Fish, however, accepted other opportunities, including getting hired as a minor league coach in the Los Angeles Dodgers organization in 2019.
“It sort of turned into some twisted version of my childhood dream, which was to play Major League Baseball,” said Fish, who was born in Vermont and spent his early childhood in New Hampshire before exceling in baseball as a teenager in Shaker Heights near Cleveland, Ohio, and then at the University of Cincinnati (1999-2002).
“I ended up playing low-level international professional baseball.
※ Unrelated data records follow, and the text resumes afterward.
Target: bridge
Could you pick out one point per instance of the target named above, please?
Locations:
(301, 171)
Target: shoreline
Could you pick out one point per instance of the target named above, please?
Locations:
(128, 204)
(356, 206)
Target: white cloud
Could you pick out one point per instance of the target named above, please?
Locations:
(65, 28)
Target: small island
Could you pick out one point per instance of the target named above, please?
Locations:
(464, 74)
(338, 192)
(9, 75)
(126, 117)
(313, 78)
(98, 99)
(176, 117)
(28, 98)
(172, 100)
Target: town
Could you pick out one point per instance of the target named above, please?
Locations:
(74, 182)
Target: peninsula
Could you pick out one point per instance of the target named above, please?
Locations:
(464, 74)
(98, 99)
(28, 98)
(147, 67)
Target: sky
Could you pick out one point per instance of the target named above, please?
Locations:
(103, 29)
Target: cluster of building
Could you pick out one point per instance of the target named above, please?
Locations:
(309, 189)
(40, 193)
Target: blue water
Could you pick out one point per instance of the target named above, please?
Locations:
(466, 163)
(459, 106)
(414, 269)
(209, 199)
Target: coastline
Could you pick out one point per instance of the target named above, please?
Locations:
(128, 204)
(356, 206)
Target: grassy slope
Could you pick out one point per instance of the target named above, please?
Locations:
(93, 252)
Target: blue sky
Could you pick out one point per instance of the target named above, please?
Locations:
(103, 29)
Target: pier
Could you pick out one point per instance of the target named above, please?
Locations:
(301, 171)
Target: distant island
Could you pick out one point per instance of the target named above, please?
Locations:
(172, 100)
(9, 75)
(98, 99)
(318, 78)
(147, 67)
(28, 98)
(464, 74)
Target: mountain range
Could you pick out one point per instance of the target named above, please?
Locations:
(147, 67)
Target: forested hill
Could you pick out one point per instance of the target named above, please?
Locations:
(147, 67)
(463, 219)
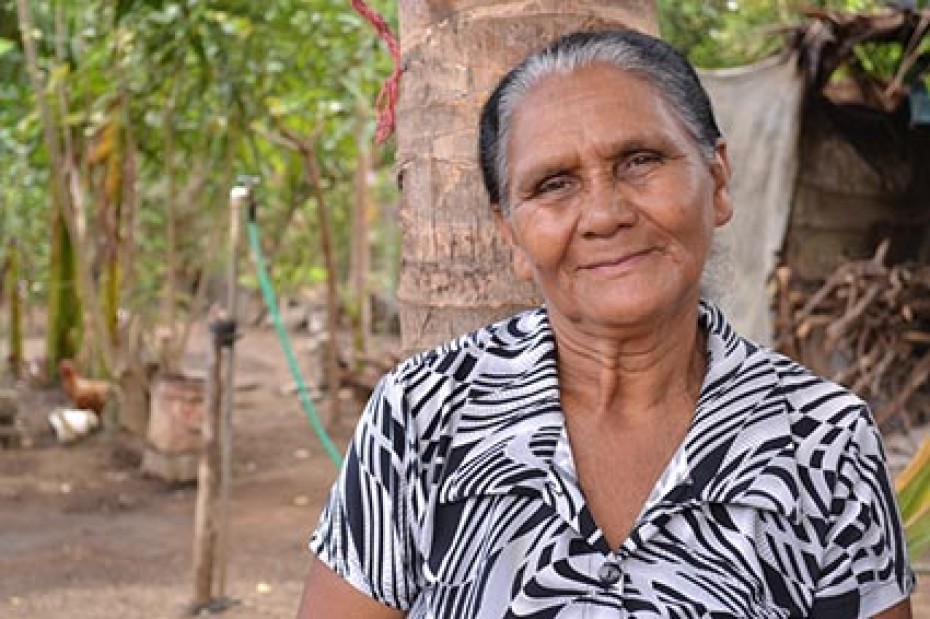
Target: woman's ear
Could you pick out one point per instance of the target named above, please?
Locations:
(720, 170)
(521, 265)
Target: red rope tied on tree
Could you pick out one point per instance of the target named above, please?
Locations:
(387, 98)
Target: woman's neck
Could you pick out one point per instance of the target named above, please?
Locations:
(631, 375)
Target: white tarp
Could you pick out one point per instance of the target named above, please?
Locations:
(758, 108)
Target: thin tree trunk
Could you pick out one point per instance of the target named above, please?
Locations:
(456, 269)
(333, 370)
(16, 309)
(360, 263)
(64, 314)
(171, 240)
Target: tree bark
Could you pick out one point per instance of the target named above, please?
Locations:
(456, 273)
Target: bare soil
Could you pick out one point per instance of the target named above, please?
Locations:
(84, 534)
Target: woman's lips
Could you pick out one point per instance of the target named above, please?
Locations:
(613, 264)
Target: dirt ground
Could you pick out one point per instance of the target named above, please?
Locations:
(84, 534)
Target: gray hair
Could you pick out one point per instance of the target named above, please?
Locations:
(626, 50)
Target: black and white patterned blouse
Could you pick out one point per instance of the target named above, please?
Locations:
(459, 497)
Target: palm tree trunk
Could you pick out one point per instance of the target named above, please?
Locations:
(456, 269)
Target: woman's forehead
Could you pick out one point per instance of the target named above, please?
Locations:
(597, 104)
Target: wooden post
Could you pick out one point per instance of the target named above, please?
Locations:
(211, 521)
(240, 198)
(205, 518)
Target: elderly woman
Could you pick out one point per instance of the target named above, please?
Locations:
(619, 451)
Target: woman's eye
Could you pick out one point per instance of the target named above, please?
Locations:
(553, 184)
(639, 161)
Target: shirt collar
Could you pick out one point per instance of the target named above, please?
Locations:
(739, 449)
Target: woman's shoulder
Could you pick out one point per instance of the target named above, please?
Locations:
(502, 347)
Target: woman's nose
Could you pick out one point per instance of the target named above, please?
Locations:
(606, 209)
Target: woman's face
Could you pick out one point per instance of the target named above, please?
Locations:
(613, 204)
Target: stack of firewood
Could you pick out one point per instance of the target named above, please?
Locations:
(868, 327)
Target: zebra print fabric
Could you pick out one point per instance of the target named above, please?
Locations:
(459, 497)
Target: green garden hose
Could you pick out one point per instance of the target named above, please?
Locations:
(272, 303)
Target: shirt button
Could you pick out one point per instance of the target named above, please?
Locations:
(609, 573)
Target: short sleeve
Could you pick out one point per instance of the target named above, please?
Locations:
(865, 568)
(363, 533)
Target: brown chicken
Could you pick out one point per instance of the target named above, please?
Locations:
(83, 393)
It was a long and bizarre route eventually into professional baseball with the Dodgers.”
More:Players hope they have what it takes to make Bananas Premier Team roster
Fish was available to finally join the Bananas organization this spring.
“He’s gonna fit right in,” Gillum said in a press release announcing Fish’s hiring in January. “He just fits everything we do from the creative crazy ideas mindset to the competitive development baseball side of things, he checks both boxes.”
Team owner Jesse Cole said in the same press release that Gillum had recommended Fish as being “perfect for the position.”
“He said that Nate’s an amazing baseball guy and he’s Bananas through and through. He’s got tons of baseball experience and he understands the show element of it all,” Cole said.
“He’s the perfect man to coach our Premier Team because he’s bringing knowledge from such a diverse background of experiences in and out of baseball and he’s got the mindset of being ready to try anything.”
Coming to Savannah now was perfect timing, said Fish. He will be able to join the Israel baseball team for preparations for the Olympics in July. In August, Fish is getting married to his fiancée Shawna Watterson. He bought a house two months ago in upstate New York.
As much as ever, Fish appears to be settling down a bit.